The spark-ec2 script, located in Spark's ec2 directory, allows you to launch, manage and shut down Spark clusters on Amazon EC2. It automatically sets up Spark and HDFS on the cluster for you.

Can Spark run on AWS? ›

Amazon EMR is the best place to run Apache Spark. You can quickly and easily create managed Spark clusters from the AWS Management Console, AWS CLI, or the Amazon EMR API.

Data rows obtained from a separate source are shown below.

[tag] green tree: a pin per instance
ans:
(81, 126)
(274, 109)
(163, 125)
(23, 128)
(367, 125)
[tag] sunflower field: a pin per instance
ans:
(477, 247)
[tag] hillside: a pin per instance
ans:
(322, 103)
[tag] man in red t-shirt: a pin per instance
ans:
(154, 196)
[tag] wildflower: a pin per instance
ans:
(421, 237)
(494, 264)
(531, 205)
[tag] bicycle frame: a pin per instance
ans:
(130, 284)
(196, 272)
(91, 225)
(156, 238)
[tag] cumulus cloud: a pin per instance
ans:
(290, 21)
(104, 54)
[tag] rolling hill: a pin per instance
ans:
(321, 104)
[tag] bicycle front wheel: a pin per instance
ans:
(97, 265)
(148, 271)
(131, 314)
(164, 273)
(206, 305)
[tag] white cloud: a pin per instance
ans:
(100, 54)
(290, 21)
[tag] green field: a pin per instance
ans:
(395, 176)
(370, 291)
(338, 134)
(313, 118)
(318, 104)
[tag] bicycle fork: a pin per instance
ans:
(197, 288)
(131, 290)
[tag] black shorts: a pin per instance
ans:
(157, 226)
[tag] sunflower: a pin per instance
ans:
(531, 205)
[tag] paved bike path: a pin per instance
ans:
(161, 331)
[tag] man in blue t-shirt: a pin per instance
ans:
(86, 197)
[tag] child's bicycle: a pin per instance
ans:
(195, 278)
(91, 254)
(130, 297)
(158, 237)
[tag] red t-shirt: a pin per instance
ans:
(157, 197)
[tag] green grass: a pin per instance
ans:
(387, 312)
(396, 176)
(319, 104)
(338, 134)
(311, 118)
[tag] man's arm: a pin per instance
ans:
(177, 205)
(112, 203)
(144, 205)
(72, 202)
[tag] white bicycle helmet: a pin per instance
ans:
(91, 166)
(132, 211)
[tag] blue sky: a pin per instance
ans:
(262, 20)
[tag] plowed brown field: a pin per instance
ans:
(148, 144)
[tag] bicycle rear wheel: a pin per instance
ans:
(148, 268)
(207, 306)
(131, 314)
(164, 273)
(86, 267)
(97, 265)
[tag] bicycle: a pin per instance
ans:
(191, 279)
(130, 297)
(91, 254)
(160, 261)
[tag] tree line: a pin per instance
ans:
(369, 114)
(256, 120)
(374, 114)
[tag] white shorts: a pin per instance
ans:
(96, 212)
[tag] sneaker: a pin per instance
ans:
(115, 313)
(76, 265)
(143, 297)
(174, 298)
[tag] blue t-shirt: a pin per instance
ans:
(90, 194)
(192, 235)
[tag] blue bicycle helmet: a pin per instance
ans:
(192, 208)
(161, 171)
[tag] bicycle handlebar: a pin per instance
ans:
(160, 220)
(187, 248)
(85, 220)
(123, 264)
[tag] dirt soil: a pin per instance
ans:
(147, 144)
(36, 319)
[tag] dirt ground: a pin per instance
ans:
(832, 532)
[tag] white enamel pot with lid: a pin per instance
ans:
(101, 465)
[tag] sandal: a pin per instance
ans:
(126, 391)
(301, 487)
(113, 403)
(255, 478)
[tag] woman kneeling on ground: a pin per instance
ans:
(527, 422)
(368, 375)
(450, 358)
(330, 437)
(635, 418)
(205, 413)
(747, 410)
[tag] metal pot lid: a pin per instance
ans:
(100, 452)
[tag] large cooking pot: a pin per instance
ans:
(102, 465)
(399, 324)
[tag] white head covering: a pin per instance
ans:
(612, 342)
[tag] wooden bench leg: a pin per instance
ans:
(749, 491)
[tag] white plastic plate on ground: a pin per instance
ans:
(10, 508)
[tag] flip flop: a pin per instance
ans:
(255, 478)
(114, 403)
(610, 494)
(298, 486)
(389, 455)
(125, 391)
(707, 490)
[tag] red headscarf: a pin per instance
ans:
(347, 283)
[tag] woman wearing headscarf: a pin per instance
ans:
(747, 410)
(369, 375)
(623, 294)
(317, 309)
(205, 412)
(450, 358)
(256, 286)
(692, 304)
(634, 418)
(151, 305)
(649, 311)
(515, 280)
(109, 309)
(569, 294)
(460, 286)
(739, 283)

How do I connect Pyspark to AWS? ›

Here are the steps to set up Amazon EMR with Spark:
  1. Sign in to the AWS Management Console.
  2. Choose the EMR Service.
  3. Create an EMR Cluster with Spark.
  4. a. Click "Create cluster."
  5. b. Configure Cluster.
  6. c. Launch Cluster.
  7. Submit Spark Jobs.
  8. Monitor and Manage the Cluster.
Nov 16, 2023

Top Articles
Study Shows That Walking Can Help You Live Longer
Shiba Inu | VCA Canada Animal Hospitals
UPS Paketshop: Filialen & Standorte
Missed Connections Inland Empire
Tyson Employee Paperless
Jesus Calling December 1 2022
Cumberland Maryland Craigslist
Bank Of America Appointments Near Me
Produzione mondiale di vino
Boston Gang Map
Army Oubs
Busted Newspaper Fauquier County Va
Air Quality Index Endicott Ny
27 Paul Rudd Memes to Get You Through the Week
The Creator Showtimes Near R/C Gateway Theater 8
Ltg Speech Copy Paste
The Boogeyman (Film, 2023) - MovieMeter.nl
Umn Biology
Ultra Ball Pixelmon
How To Improve Your Pilates C-Curve
Meggen Nut
Courtney Roberson Rob Dyrdek
Greater Orangeburg
Average weekly earnings in Great Britain
Gina's Pizza Port Charlotte Fl
Envy Nails Snoqualmie
Indiana Immediate Care.webpay.md
Joe's Truck Accessories Summerville South Carolina
Oreillys Federal And Evans
House Of Budz Michigan
Craigslist Mount Pocono
Otter Bustr
Indio Mall Eye Doctor
Vocabulary Workshop Level B Unit 13 Choosing The Right Word
20 bank M&A deals with the largest target asset volume in 2023
Author's Purpose And Viewpoint In The Dark Game Part 3
Flipper Zero Delivery Time
511Pa
Nina Flowers
Craigslist Minneapolis Com
Television Archive News Search Service
Unlock The Secrets Of "Skip The Game" Greensboro North Carolina
Youravon Com Mi Cuenta
Jane Powell, MGM musical star of 'Seven Brides for Seven Brothers,' 'Royal Wedding,' dead at 92
bot .com Project by super soph
A Man Called Otto Showtimes Near Cinemark Greeley Mall
552 Bus Schedule To Atlantic City
Mejores páginas para ver deportes gratis y online - VidaBytes
Evil Dead Rise - Everything You Need To Know
Greg Steube Height
Craigslist Psl
Scholar Dollar Nmsu
Latest Posts
Article information

Author: Delena Feil

Last Updated:

Views: 6602

Rating: 4.4 / 5 (45 voted)

Reviews: 92% of readers found this page helpful

Author information

Name: Delena Feil

Birthday: 1998-08-29

Address: 747 Lubowitz Run, Sidmouth, HI 90646-5543

Phone: +99513241752844

Job: Design Supervisor

Hobby: Digital arts, Lacemaking, Air sports, Running, Scouting, Shooting, Puzzles

Introduction: My name is Delena Feil, I am a clean, splendid, calm, fancy, jolly, bright, faithful person who loves writing and wants to share my knowledge and understanding with you.